株式会社エクサウィザーズのグループ会社である株式会社Exa Enterprise AIは、法人向け生成AIサービス「exaBase 生成AI」で、Anthropicが米国時間6月9日に公開した最新モデル「Claude Fable 5」の提供を開始しました。2026年6月10日の発表で、追加の申し込みなしに既存ユーザーが利用できるとしています。Claude Fable 5はコード生成や画像認識、長時間にわたる複雑課題への取り組みに強みがあり、ほぼすべての主要ベンチマークで最高水準の性能を示した点が特徴です。さらに、同社が4月に発表した最上位モデル「Claude Mythos Preview」と同一基盤を用いながら、安全性を高めるセーフガードを実装しています。これにより法人利用で求められる高性能と安全性の両立が図られます。
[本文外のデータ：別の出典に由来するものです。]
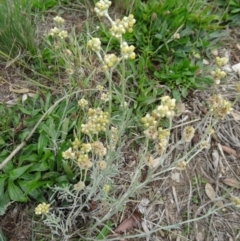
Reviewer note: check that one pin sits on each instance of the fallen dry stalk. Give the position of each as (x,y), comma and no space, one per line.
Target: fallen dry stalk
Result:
(19,147)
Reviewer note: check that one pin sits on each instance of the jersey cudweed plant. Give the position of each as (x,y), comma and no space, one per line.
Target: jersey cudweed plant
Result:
(96,154)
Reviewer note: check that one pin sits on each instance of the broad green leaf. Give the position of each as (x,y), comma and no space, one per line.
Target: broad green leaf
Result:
(42,142)
(15,193)
(17,172)
(65,126)
(2,182)
(8,167)
(39,167)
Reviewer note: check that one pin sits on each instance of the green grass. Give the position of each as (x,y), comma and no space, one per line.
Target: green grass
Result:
(17,32)
(171,38)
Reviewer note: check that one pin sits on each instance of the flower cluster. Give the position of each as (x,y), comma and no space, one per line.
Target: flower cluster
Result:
(120,27)
(219,107)
(69,154)
(42,208)
(58,20)
(151,162)
(83,161)
(105,97)
(166,109)
(79,152)
(82,103)
(98,148)
(106,188)
(188,133)
(101,7)
(101,165)
(150,122)
(127,51)
(181,165)
(94,44)
(97,121)
(236,201)
(221,61)
(58,31)
(79,186)
(217,75)
(110,60)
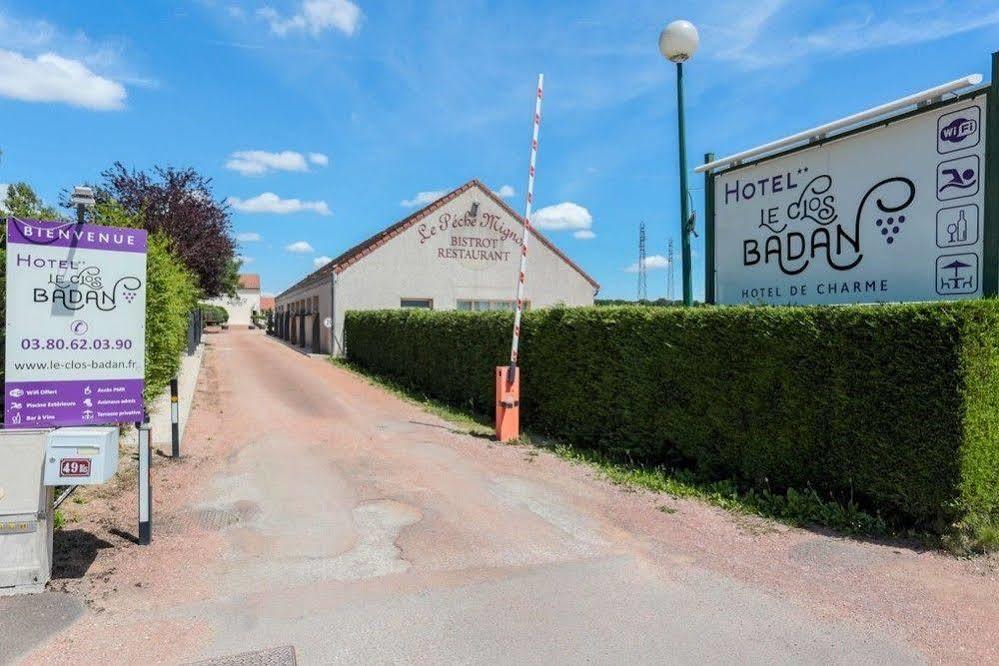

Claude Fable 5の位置づけとセーフガードの仕組み
Claude Fable 5は、高度なコード生成能力と画像理解能力に加え、推論負荷の高い課題を長時間かけて処理できる点が強化されています。性能面では各種ベンチマークで最高水準を示したとされ、業務シナリオの幅広い適用が想定されます。同一基盤のClaude Mythos Previewと連携しつつ、悪用リスクが高い要求をAIが検知した場合には、前世代の最上位モデルであるClaude Opus 4.8が自動的に応答を引き継ぐよう設定されています。この切り替えによって、サイバーセキュリティや生物化学などの領域で安全側に倒す応答制御が可能になります。企業利用で懸念される応答の安全性確保に向け、モデルレベルでのガード設計が明示されています。
exaBase 生成AIの提供範囲と利用条件
exaBase 生成AIの既存ユーザーは、追加の申し込みを行うことなくClaude Fable 5を利用できます。企業内の管理者は、利用状況の可視化や禁止ワードの登録といったガバナンス機能を通じて、安全な運用を維持できます。2023年6月の有料サービス開始以降、約1,400社が導入しており、セキュリティとコンプライアンスに配慮した設計が継続的に強化されています。さらに、利用者や管理者が自社独自のファイルをアップロードし、その内容に基づく対話や生成を実行できる機能が実装されており、社内データを活用した高度な業務適用を支援します。新モデル対応は、これらの運用機能と組み合わせて即日活用を可能にします。
法人導入を見据えた安全性と拡張性
今回の対応は、性能向上と安全性の両立を重視する法人ニーズに合わせたアップデートです。高性能モデルをそのまま利用するのではなく、悪用リスクを検知した際に応答を切り替える仕組みを組み込むことで、業務適用時のリスクを低減します。社内規定や運用ルールに基づく禁止ワード設定と合わせることで、人為的な統制とモデル側の制御が二重の防波堤として機能します。自社データ連携機能により、ドキュメント要約、社内ナレッジ検索、画像を含む業務資料の解析、長文コードの生成検証など、部門横断のユースケースに展開しやすい拡張性が確保されています。これらは、exaBase 生成AIが掲げるセキュリティと運用管理のポリシーと整合しています。
エクサウィザーズグループの体制と今後
株式会社Exa Enterprise AIは、生成AI等のテクノロジーを利活用したプロダクト開発と販売を通じ、企業の業務改革と生産性向上を事業領域としています。株式会社エクサウィザーズは、AIを利活用したサービス開発で産業変革と社会課題の解決を掲げ、レガシー産業領域を含むDXを推進しています。今回のClaude Fable 5対応により、既に導入する約1,400社に向けて、同一基盤上での高性能モデル活用とセーフガードによる安全運用を同時に提供できる体制が整いました。モデルの選択肢拡大は、用途に応じた使い分けを可能にし、日々の業務品質の底上げに寄与します。